Da un decennio circa non visitiamo più la Biennale di Venezia. Non per pigrizia, ma per stanchezza. Non conosceremo quindi l’80% di presenze femminili scelte da Cecilia Alemani ( di New York ) per la 59° Esposizione ( aperta sino al 27 novembre, quando il fascino lagunare è al top ); si tratta di 1433 opere esposte, con un solo autore al “Padiglione Italia”, Gian Maria Tosatti. Titolo della mostra? Il latte dei sogni tratto dal libro della Carrington ( + 2011 ).
Si affida la città intera, per la prima volta, a un direttore donna e nessuno si scandalizza; solo qualche sommesso brontolìo maschile.
1950; avevamo diciannove anni, studiavamo Storia dell’arte con Anna Maria Brizio, eravamo a Venezia per visitare in Biennale un padiglione dopo l’altro, sempre più stupiti e straniti; un tramezzino e via. Cosa ricordiamo? Una gran confusione gratificata dall’incontro con Ingrid Bergman ( in abito di pizzo bianco ) e un meditabondo Roberto Rossellini. Il giorno dopo ci saremmo imbarcati per la Grecia alla ricerca delle radici dell’arte.
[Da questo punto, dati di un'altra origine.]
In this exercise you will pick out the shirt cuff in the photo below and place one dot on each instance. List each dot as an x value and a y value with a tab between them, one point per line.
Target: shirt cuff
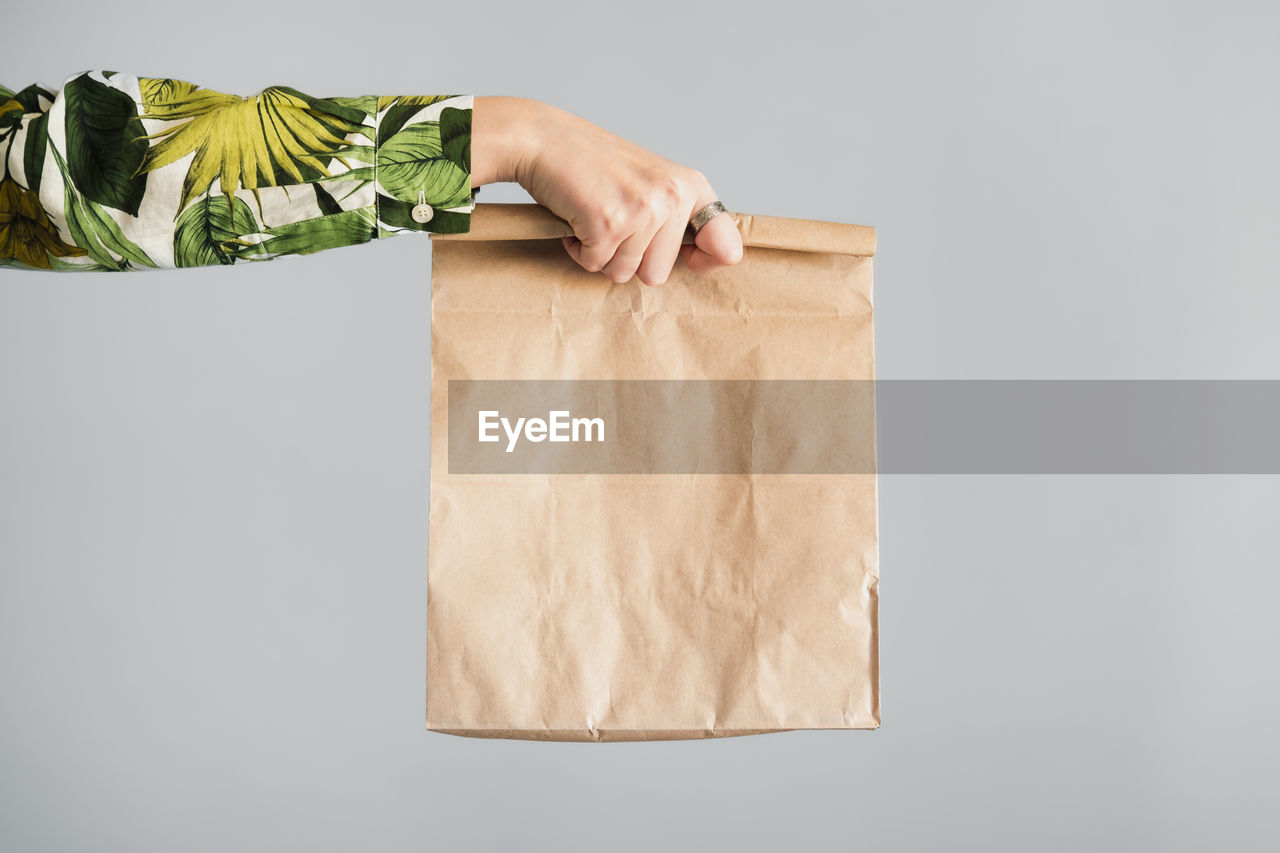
423	164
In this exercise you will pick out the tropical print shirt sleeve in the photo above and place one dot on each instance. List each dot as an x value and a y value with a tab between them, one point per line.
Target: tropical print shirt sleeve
115	172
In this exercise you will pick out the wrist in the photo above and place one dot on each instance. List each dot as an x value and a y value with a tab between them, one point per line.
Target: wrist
504	136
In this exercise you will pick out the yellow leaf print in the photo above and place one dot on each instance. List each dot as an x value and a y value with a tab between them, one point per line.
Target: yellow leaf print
26	232
269	138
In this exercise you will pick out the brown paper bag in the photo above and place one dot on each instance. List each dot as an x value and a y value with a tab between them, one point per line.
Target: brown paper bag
703	569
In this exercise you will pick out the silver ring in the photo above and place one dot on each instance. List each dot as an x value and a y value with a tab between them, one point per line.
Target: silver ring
705	215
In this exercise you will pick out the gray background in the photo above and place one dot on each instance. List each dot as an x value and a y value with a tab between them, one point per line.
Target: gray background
213	483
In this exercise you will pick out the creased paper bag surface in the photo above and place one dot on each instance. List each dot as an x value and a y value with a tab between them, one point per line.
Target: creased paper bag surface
622	603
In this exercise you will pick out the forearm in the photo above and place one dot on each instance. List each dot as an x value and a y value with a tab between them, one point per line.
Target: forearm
504	137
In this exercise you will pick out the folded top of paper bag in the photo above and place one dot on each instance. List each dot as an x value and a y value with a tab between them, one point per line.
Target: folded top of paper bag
534	222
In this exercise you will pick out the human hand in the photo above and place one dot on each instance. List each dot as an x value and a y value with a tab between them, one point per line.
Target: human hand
629	206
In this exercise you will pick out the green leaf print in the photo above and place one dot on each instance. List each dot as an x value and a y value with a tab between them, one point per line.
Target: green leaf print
95	231
346	228
456	136
206	227
33	154
414	160
104	144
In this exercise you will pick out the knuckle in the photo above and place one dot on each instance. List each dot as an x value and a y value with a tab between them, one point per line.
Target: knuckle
612	223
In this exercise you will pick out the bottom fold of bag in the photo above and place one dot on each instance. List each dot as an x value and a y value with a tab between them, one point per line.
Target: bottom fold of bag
616	735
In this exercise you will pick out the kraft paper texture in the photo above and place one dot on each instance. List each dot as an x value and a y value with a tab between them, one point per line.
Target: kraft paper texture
635	606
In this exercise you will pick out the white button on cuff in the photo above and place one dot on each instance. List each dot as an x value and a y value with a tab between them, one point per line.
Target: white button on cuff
421	211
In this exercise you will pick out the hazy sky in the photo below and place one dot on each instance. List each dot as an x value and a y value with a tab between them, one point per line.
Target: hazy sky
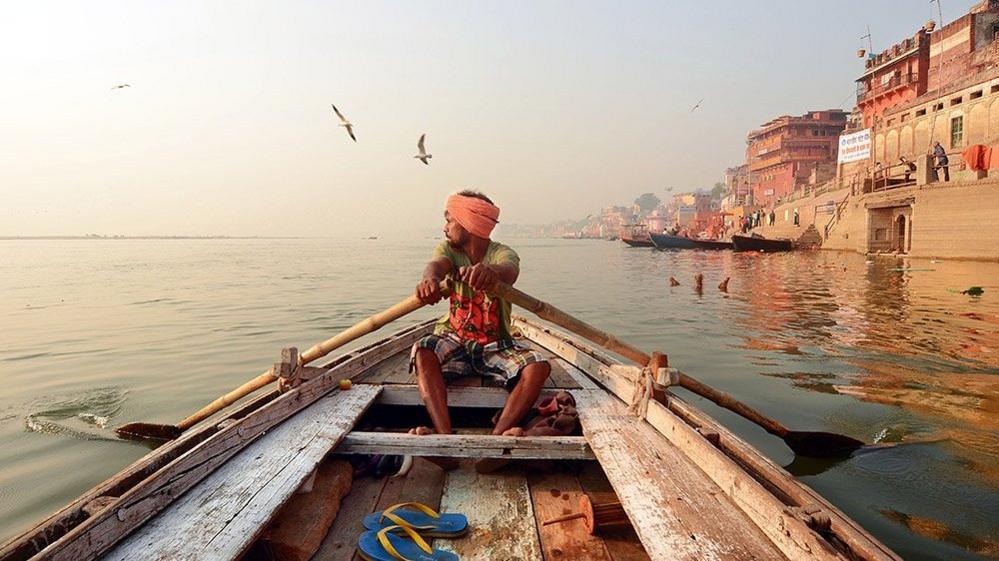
554	109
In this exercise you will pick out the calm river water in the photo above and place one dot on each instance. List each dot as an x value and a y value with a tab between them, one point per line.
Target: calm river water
100	332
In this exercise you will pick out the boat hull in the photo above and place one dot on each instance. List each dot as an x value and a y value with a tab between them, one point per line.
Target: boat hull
713	244
666	241
747	243
637	242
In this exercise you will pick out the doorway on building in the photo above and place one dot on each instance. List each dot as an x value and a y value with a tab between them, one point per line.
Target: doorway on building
900	234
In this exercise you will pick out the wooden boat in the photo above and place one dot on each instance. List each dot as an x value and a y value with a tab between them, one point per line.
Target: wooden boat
713	244
636	235
667	241
758	243
691	489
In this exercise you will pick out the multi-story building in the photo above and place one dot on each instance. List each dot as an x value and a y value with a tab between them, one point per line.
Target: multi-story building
961	105
895	76
737	184
782	154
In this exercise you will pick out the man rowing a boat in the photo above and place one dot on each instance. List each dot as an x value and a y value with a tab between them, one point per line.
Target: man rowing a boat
474	338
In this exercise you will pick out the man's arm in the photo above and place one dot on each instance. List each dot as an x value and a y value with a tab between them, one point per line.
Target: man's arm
429	290
483	277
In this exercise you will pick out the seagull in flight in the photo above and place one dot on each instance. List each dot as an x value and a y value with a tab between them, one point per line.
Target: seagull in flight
423	156
345	123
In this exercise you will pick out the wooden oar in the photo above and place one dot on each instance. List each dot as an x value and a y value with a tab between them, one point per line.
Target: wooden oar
151	431
804	443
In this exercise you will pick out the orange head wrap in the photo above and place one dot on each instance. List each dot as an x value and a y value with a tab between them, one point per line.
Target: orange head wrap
474	214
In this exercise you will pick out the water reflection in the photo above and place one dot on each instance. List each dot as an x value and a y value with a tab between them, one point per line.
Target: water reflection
820	341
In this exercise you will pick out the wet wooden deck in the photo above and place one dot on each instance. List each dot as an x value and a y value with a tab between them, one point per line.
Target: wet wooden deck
505	512
505	509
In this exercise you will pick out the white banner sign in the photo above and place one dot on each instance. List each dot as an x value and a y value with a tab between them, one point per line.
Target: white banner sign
855	147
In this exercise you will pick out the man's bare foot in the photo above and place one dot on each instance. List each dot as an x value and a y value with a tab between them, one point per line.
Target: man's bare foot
444	463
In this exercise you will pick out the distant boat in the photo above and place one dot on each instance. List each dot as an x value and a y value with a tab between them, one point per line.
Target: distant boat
713	244
666	241
758	243
636	235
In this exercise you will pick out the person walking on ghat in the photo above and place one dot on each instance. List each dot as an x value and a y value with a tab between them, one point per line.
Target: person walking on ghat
942	161
474	338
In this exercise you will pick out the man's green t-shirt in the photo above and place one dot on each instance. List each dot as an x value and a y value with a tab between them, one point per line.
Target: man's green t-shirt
476	316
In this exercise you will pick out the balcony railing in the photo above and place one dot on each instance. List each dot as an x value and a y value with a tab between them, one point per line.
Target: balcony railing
880	88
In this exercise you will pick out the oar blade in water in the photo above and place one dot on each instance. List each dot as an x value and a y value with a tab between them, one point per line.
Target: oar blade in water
148	431
819	444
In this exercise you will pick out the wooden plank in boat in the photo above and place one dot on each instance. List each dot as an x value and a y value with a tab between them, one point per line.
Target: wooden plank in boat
772	516
677	512
97	534
500	516
764	491
152	482
555	495
622	543
340	543
560	377
491	398
222	515
423	484
467	446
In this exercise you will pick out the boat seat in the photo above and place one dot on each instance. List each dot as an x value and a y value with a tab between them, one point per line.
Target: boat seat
220	517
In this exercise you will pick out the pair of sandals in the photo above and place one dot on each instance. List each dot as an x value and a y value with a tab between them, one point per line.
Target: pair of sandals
397	533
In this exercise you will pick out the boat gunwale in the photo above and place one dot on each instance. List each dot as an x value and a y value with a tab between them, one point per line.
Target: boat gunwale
69	521
850	537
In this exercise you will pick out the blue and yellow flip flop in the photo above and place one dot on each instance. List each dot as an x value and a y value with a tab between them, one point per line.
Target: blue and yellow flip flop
384	545
421	518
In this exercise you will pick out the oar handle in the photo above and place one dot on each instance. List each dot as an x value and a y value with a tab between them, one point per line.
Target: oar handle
227	400
550	313
320	350
728	402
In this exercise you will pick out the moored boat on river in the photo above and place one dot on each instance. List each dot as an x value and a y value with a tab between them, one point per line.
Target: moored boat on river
713	244
690	488
636	235
669	241
759	243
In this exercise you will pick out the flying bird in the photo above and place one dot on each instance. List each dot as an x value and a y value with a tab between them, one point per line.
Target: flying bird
345	123
423	156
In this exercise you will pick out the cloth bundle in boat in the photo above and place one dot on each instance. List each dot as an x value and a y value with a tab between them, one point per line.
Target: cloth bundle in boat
554	416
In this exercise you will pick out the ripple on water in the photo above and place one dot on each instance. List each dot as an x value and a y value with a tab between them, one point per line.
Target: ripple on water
83	415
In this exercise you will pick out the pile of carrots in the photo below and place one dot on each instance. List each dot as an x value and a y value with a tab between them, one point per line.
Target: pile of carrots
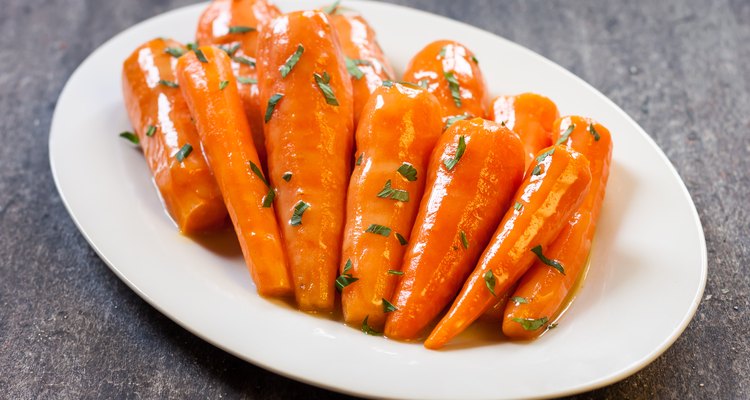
405	197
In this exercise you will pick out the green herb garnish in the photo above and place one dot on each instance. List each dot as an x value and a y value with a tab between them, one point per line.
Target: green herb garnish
175	52
291	61
368	329
544	155
272	105
241	29
201	57
184	151
408	172
564	137
325	88
593	131
381	230
168	83
531	324
552	263
454	87
269	197
489	280
246	80
388	307
464	241
130	136
299	209
394	194
450	121
244	60
451	163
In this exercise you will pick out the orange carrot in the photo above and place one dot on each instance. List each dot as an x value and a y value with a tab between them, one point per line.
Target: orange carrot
162	122
365	61
451	72
399	128
307	96
530	116
550	193
233	25
461	209
206	80
542	292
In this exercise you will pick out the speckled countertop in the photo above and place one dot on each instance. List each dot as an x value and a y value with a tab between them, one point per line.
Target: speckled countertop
69	328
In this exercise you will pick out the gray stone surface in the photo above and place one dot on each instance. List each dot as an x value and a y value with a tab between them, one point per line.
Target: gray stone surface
70	329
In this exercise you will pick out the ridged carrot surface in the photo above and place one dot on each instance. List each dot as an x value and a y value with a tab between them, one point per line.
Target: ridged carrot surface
542	292
306	95
209	88
400	126
366	62
451	72
548	196
233	25
529	115
461	209
161	120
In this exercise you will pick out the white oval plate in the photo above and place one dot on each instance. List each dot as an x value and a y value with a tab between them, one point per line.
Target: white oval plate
648	266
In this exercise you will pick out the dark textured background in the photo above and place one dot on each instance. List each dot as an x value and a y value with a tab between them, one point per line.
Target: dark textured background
70	329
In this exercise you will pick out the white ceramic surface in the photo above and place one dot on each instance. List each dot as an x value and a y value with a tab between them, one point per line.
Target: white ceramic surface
648	264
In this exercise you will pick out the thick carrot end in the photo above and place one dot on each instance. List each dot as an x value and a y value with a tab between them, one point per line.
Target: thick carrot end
514	331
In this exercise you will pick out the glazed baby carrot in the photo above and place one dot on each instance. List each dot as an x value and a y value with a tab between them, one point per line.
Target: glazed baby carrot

Nel 1972 collaboravamo con Borsa d’Arte; il direttore, Gilda Chepes, annuncia che dovevamo partire quasi in blocco poichè la nostra rivista dedicata all 36° Biennale sarebbe stata inviata a tutti i giornalisti accreditati: poco più di mille. Era l’anno del Butterfly project con diecimila farfalle che avrebbero dovuto levarsi in volo in piazza San Marco: un flop totale. Superato il rischio di crollare sotto una delle sculture imbullonate di Spagnulo, vorremmo scrivere di tutto e di tutti. Annota e cancella, consegnamo il pezzo alla scadenza estrema. Avevamo scelto le immagini di Mastroianni, Alik Cavaliere e Valeriano Trubbiani.
Da quell’anno abbiamo commentato la Biennale di Venezia sino al 2009 – con una sola interruzione – lavorando per nove testate.
Nel 1976 è ormai scoppiata la rivoluzione studentesca per cui leggiamo qua e là
escuela e patron misma repression !
Conosciamo le opere di Pollok, una giostra cromatica sulla tela, assistiamo al sogno mondiale di una patria libera . Il tema? L’ambiente per una mostra dislocata in otto spazi cittadini. Come oggi, sono circa 4000 le opere esposte.
1982: si aprono i Magazzini del Sale dall’affascinante architettura, si dedica a Luigi Carluccio – più che meritatamente – la Rassegna, non s’ammira la bellezza del segno di Egon Schiele ma ci si stupisce del “carattere pornografico” delle superbe opere esposte. Scegliamo di pubblicare solo la poetica Condizione delle cose di Yoshi Nitayama. Presenze torinesi? Beppe Devalle, con Gastini e Mainolfi.
Nel 1984 si aprono i saloni di palazzo Grassi e di palazzo Sagredo mentre il fiammeggiante arco scenico di Burri accoglie il visitatore.
La presenza di Peter Greenaway richiama un film splendido: I misteri dei giardini di Compton House. Nel padiglione inglese dominano le tele di Hodking rivolte al
silenzio, alla noia, alla pausa, al dolore, alla rabbia…
Rabbia di non avere trovato la Coscia di Giulio Cesare al Rubicone? A contrassegnare positivamente la Biennale è esposto il fregio di Gustav Klimt ispirato alla Nona sinfonia di Beethoven.
Sei le presenze piemontesi: Parmeggiani, Paolini, Pistoletto, Fabro, Salvo, Dragomirescu, oggi titolare in Accademia.
APERTO 90. Superato il 1988 con una Biennale così dolcemente non impegnativa ( Neue Zurcher Zeitung ), che Giovanni Testori così commenta sulle colonne de “Il Corriere della sera”: “Talvolta la bruttezza e l’orrendità indurrebbero a fuggire via”!
Eccoci alla 44° Esposizione di Arti Visive con l’immagine dell’onorevole Cicciolina ( scultura che brutta era e brutta resta ) e altrove il ribadito consiglio di
Usare il preservativo … o battersela,
per giungere al vincitore della sezione Giovani, lo scultore Pulvirenti e alla spettacolare malinconia del padiglione polacco con “scarpe abbandonate, stivali, arredi distrutti, fucili e corpi inanimi”. Ma nel padiglione USA trasformato in lapidario leggiamo:
Los ninos son la esperanza del futur
Accanto, una scia di sangue.
Primeggiano il Sole nero del torinese Mainolfi e le luci di Pl. Perrin.